Puede que no sea la mejor poeta del mundo. Ni falta que me hace. Escribo sin modelo, a lo que salga, y os atraco a punta de poema con una ternura de cañones recortados.

La gloria no la busco -ya la tengo en mi nombre-; vengo de abajo y tiro hacia arriba. Le leo versos al hombre más sencillo del universo mientras saco palomas de mi sombrero asombrado.

De meses yo era, dicen, una niña delgada. Me gustaban los gatos y las sillas de mimbre, creo que hablé muy pronto y, en vez de decir pa-pa, decía cosas raras en un idioma extraño. Luego me puse enferma y tosía bajito.

A los nueve años me pilló un carro y a los catorce me pilló la guerra -quise ir al frente a pararla, pero me detuvieron a mitad del camino-. Toda mi infancia la pasé con el deseo de asomarme a unas ventanas que no existían.

He estado al borde de la tuberculosis, al borde de la cárcel, al borde del amor. Y ahora estoy aquí, al borde de la playa. Aunque, a veces, estoy más sola que yo misma, tengo una biblioteca clandestina y siete pisos francos llenos de amigos y latas de conserva.

Cuando peor me sentía vi reflejada en el lago una mirada infinita y me quité la piedra del cuello.
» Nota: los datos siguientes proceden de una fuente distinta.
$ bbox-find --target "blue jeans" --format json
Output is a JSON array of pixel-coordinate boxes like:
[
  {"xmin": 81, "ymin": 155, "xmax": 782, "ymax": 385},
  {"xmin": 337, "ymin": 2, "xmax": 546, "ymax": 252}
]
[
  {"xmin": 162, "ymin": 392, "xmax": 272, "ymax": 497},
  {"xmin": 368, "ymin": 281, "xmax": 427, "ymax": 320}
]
Cambié el vestuario por blusas alegres que saqué de mis armarios. Me liberé de la angustia huyendo de la quema a lomos del humor.

He visto a Dios en los suburbios y en la angustia de un hombre que compra alpargatas. No me importa si el mar es infinito o si la rosa se abre, mientras haya en mi barrio una mesa sin patas, un niño sin zapatos o un contable tosiendo. No quiero pararme en la flor, sino en los mendigos que se afeitan sin jabón en el espejo del río.

En mi puesto del Rastro vendo hornillos eléctricos, trajes de torero, revistas francesas, monos amaestrados. Algunas tardes me da por robar almas en los tranvías llenos. Hablo con los pobres y rezo en los museos. Aunque soy diputada en cortes de mangas, ceno apenas un caldo y me visto en las rebajas. Los domingos compro libros de viejo y me meto en las tabernas.

Soy alegre y afable en el invierno, en el verano piso por la playa, en el otoño pliso los visillos, estoy como una cabra en primavera. Sé escribir, pero en mi pueblo no dejan escribir a las mujeres.

A veces el poeta no sabe si coger la hoja de acero, sacar punta a su lápiz y hacerse un verso o sacarse una vena y hacerse un muerto. Yo voy tirando a brochazos, pero vivo de milagro. Y aunque estoy entrenada y siempre resucito, he decidido no morirme nunca más.